El silencio reinó entre los tres, como si algo pesado hubiera caído sobre la reunión… luego el padre de Muna murmuró en voz baja:
—“Hijo mío, este país no debería tratar así a sus hijos…”
Numan sacudió la cabeza y dijo:
—“Algunos países, tío, devoran a sus hijos cuando temen sus sueños.”
Numan continuó, con un tono pausado como quien narra un sueño extraño del que aún no ha despertado:
—“El guardia me llevó a una habitación que parecía la oficina de un funcionario, ordenada y elegante, iluminada por una luz tenue que no transmitía tranquilidad. Allí había un hombre de pie junto a la puerta desde afuera, y tres más dentro de la habitación, distribuidos tranquilamente en las esquinas, como si fueran parte del mobiliario o sombras.”
Hizo una pausa y agregó mientras recordaba los detalles del lugar:
—“A unos dos metros, o más, de la mesa de la oficina, estaba sentado un hombre de unos cincuenta años, con el cabello escaso, mezclado con canas y un rubio claro como si se hubiera olvidado de envejecer. Se levantó de su silla y, con una sonrisa, se acercó a mí diciendo: ‘¡Bienvenido, señor Numan! Ese es tu nombre, según lo que he leído…’”
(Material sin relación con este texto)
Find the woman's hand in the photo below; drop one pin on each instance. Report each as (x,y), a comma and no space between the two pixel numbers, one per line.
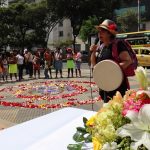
(93,47)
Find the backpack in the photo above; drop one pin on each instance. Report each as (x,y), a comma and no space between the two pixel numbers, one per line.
(129,71)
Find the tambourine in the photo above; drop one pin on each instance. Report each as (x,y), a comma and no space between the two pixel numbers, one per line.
(107,75)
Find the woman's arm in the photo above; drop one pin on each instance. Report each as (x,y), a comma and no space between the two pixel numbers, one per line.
(125,59)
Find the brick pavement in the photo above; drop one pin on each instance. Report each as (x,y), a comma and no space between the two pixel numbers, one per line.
(10,116)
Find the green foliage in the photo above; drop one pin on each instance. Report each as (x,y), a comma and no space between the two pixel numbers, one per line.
(128,21)
(80,137)
(88,28)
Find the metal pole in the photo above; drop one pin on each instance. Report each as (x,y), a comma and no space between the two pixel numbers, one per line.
(138,15)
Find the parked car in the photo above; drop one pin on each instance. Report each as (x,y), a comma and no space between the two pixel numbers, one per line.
(143,56)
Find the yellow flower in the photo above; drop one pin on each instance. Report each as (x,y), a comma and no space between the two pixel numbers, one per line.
(90,122)
(96,144)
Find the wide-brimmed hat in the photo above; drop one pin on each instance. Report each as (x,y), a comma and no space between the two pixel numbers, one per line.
(69,49)
(108,25)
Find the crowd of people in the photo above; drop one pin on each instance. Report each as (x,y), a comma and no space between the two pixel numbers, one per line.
(15,63)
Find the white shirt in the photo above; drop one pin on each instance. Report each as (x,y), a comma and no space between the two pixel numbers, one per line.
(20,59)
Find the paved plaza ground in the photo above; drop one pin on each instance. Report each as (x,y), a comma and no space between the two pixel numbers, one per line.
(10,115)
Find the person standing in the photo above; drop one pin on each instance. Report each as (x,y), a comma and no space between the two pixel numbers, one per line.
(29,64)
(78,59)
(20,64)
(58,62)
(5,68)
(70,62)
(36,65)
(107,31)
(48,59)
(12,61)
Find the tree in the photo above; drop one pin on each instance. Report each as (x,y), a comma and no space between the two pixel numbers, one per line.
(127,22)
(88,28)
(3,3)
(79,10)
(26,25)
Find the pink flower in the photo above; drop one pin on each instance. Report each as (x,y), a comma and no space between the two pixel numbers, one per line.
(112,27)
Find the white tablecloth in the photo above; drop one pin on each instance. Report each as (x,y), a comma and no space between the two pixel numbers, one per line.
(53,131)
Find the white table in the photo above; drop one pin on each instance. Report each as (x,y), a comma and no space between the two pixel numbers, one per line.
(53,131)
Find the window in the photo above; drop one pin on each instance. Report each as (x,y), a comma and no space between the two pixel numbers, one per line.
(61,33)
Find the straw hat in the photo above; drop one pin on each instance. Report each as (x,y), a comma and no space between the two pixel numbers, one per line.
(108,25)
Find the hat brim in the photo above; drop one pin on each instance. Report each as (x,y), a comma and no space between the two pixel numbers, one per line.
(101,26)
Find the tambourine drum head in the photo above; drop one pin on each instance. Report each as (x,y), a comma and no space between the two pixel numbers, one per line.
(107,75)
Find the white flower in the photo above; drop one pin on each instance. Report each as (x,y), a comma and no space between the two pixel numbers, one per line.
(139,128)
(110,146)
(141,75)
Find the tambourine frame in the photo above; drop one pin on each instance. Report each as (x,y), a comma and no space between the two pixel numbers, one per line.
(108,75)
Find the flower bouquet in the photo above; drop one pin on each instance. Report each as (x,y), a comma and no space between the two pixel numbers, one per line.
(121,124)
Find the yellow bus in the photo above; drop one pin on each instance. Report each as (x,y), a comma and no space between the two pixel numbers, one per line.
(140,42)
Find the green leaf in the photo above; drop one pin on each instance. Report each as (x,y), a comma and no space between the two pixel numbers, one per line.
(74,146)
(82,130)
(78,137)
(85,120)
(88,138)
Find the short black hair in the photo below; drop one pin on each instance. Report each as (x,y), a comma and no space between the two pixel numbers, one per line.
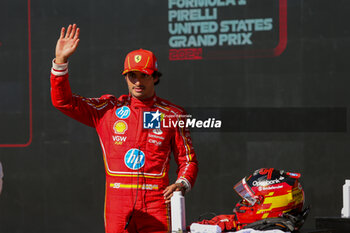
(155,75)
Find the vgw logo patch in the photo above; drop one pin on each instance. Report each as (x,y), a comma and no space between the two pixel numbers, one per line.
(134,159)
(151,120)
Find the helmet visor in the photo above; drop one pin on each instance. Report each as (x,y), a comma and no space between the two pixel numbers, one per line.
(243,189)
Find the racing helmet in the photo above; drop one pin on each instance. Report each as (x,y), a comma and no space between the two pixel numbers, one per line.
(268,193)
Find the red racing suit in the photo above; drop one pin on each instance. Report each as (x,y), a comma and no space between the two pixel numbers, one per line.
(136,158)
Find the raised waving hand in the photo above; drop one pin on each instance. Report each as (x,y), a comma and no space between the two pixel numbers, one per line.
(67,43)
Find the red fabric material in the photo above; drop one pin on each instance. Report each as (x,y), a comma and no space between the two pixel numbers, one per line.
(225,222)
(123,139)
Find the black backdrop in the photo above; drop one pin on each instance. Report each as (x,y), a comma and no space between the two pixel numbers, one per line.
(54,175)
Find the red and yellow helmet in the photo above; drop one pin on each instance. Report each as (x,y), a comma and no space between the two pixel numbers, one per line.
(268,193)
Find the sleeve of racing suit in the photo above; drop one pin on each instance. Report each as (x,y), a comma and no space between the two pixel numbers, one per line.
(185,158)
(85,110)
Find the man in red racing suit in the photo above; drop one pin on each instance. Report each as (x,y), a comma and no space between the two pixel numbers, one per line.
(136,158)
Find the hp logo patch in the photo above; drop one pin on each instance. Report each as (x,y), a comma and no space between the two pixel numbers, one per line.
(123,112)
(151,120)
(134,159)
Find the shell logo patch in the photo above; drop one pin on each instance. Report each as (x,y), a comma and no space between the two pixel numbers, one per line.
(120,127)
(123,112)
(138,58)
(134,159)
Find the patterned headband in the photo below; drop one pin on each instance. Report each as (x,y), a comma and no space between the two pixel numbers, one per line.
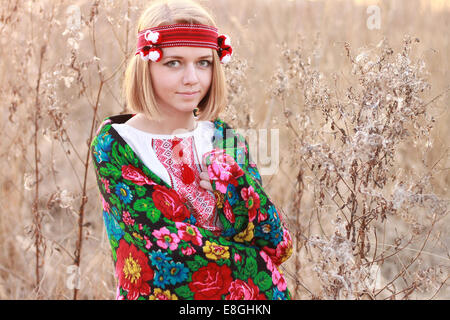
(151,40)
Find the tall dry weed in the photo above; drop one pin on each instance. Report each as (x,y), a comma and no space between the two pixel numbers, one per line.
(363,176)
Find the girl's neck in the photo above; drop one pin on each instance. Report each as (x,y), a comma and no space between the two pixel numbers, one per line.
(164,126)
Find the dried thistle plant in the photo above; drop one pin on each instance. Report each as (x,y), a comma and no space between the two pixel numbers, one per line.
(349,142)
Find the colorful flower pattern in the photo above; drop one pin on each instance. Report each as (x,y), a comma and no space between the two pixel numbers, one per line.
(158,250)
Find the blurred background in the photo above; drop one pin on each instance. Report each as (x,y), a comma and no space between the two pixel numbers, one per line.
(62,63)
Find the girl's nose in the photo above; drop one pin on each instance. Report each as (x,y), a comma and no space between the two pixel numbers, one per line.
(190,74)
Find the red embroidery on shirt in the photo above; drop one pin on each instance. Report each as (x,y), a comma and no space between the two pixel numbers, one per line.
(176,155)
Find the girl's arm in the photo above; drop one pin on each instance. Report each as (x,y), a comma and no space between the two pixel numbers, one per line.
(246,211)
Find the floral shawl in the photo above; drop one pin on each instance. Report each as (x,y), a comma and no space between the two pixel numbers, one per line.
(158,250)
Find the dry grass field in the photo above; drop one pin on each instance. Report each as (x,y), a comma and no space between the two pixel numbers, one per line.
(358,91)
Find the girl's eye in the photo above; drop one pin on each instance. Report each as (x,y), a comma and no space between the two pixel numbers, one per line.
(206,63)
(170,63)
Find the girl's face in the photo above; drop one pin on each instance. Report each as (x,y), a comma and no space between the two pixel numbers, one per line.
(181,70)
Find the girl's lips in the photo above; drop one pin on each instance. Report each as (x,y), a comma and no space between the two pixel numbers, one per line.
(188,94)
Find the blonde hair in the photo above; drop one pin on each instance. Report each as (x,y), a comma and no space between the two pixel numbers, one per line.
(137,85)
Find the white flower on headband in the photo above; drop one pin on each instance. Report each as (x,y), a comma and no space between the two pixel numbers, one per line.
(227,40)
(151,36)
(154,55)
(226,58)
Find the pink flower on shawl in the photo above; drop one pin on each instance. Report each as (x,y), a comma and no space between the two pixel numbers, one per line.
(229,214)
(166,239)
(223,169)
(103,123)
(251,202)
(188,250)
(127,218)
(283,250)
(106,184)
(105,204)
(188,232)
(241,290)
(277,277)
(136,175)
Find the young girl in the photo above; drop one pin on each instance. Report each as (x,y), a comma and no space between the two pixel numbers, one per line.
(183,205)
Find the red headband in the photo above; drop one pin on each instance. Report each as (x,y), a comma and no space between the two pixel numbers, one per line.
(151,40)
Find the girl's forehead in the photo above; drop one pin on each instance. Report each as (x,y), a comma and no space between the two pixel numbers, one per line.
(187,52)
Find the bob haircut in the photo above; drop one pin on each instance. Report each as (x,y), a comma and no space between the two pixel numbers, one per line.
(137,85)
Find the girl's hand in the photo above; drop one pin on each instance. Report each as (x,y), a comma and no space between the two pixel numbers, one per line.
(205,182)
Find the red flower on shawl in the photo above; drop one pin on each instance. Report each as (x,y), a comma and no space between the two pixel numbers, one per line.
(241,290)
(229,214)
(210,282)
(223,169)
(251,202)
(136,175)
(132,270)
(169,203)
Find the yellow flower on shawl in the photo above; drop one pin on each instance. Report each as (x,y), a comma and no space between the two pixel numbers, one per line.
(215,251)
(245,235)
(158,294)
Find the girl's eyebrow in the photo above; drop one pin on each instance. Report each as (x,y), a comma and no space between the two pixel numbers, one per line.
(178,57)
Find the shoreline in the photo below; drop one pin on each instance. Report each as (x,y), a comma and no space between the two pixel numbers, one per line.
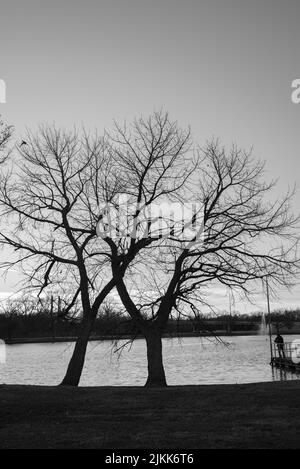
(255,415)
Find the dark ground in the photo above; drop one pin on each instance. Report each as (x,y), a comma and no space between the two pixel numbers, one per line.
(263,415)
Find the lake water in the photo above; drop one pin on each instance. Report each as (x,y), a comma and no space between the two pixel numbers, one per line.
(187,361)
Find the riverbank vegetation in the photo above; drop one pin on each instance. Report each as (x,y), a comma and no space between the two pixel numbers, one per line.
(262,415)
(29,318)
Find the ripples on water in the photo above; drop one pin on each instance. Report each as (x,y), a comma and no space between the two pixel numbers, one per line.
(187,361)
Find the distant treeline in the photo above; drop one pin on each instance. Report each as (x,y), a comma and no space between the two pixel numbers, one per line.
(27,319)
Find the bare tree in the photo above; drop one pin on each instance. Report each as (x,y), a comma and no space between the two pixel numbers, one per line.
(50,200)
(66,190)
(244,234)
(5,137)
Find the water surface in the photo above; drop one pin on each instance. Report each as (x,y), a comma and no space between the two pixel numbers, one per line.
(192,360)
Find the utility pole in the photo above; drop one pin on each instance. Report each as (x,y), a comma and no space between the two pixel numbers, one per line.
(269,319)
(52,319)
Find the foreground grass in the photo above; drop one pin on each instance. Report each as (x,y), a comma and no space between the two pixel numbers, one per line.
(262,415)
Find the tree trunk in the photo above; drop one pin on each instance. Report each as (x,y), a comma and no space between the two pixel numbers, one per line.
(156,372)
(75,367)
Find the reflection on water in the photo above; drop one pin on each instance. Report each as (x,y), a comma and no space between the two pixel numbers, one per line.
(187,361)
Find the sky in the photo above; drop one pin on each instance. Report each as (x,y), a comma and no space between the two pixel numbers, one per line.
(224,67)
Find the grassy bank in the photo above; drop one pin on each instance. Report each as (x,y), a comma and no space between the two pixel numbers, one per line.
(263,415)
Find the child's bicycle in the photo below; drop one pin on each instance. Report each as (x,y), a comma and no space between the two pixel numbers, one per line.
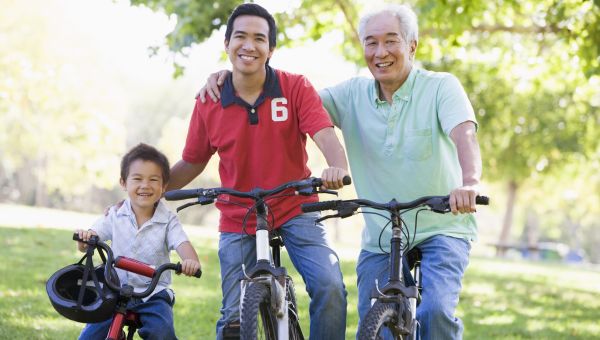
(89,294)
(268,302)
(393,307)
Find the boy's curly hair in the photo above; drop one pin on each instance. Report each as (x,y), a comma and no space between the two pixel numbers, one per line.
(147,153)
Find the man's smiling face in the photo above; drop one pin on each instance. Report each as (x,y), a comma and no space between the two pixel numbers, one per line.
(248,47)
(387,53)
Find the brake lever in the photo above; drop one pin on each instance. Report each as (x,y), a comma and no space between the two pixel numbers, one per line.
(326,217)
(187,205)
(326,191)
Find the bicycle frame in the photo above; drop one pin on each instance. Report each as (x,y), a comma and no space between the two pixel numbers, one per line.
(122,315)
(396,285)
(395,297)
(268,271)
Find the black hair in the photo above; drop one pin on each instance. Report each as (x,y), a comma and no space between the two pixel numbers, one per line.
(147,153)
(255,10)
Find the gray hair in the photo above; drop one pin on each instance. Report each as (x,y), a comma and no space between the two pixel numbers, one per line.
(404,14)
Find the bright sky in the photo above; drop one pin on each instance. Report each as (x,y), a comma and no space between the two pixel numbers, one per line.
(123,34)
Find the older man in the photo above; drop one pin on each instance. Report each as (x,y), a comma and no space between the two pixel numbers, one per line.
(409,132)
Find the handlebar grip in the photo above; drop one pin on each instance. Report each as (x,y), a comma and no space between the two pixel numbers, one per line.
(319,206)
(179,269)
(177,195)
(482,200)
(347,180)
(134,266)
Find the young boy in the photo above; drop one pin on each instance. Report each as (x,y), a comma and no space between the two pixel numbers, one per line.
(144,229)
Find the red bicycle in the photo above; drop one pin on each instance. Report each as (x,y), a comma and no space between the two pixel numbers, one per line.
(86,293)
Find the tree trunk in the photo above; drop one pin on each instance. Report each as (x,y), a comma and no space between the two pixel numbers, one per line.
(502,245)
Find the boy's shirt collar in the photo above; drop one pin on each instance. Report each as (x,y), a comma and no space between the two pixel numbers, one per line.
(271,89)
(161,213)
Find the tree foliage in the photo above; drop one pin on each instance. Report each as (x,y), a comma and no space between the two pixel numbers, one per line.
(50,139)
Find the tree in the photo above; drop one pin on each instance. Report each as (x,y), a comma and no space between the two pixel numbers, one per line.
(52,139)
(529,67)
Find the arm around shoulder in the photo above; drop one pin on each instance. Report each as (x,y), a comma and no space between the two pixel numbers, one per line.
(189,258)
(182,173)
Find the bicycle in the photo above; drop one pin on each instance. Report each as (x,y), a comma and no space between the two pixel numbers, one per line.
(76,291)
(267,301)
(393,307)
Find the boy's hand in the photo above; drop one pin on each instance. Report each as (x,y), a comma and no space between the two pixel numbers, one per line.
(190,267)
(84,235)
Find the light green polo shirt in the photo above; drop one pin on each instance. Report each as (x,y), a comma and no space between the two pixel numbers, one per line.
(403,150)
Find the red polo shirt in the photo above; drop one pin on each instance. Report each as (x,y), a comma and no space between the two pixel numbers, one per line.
(261,145)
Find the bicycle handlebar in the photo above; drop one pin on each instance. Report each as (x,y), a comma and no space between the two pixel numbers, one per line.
(131,265)
(439,204)
(305,187)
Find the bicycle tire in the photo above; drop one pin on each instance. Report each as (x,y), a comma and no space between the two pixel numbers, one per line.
(257,318)
(295,332)
(381,317)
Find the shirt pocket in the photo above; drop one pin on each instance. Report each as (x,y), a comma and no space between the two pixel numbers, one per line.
(417,144)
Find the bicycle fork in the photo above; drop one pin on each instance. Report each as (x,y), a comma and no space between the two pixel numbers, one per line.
(269,272)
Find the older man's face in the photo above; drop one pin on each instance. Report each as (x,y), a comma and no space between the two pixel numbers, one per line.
(387,54)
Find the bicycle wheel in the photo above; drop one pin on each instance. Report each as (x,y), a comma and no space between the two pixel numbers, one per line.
(381,322)
(294,320)
(257,319)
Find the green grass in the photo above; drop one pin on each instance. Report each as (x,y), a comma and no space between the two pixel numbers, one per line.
(500,300)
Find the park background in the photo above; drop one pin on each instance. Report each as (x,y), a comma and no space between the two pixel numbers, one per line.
(82,81)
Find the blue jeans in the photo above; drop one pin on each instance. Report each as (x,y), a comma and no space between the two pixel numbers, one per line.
(442,266)
(156,316)
(314,259)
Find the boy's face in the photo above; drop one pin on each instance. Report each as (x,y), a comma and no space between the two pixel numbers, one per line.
(144,184)
(248,47)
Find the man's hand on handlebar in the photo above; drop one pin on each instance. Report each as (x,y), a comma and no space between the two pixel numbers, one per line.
(333,177)
(462,200)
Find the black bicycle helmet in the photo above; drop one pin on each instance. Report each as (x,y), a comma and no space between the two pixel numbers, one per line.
(95,304)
Muna miró a su padre y susurró:
—“Parece amable al principio… ¿realmente lo era?”
Numan esbozó una sonrisa pasajera y dijo:
—“La amabilidad en lugares como este es una trampa suave…”
Luego continuó en voz baja:
—“Revisó algunos papeles frente a él y dijo: ‘Numan Al-Barbari, estudiante de secundaria, culto, religioso y comprometido con su fe.’”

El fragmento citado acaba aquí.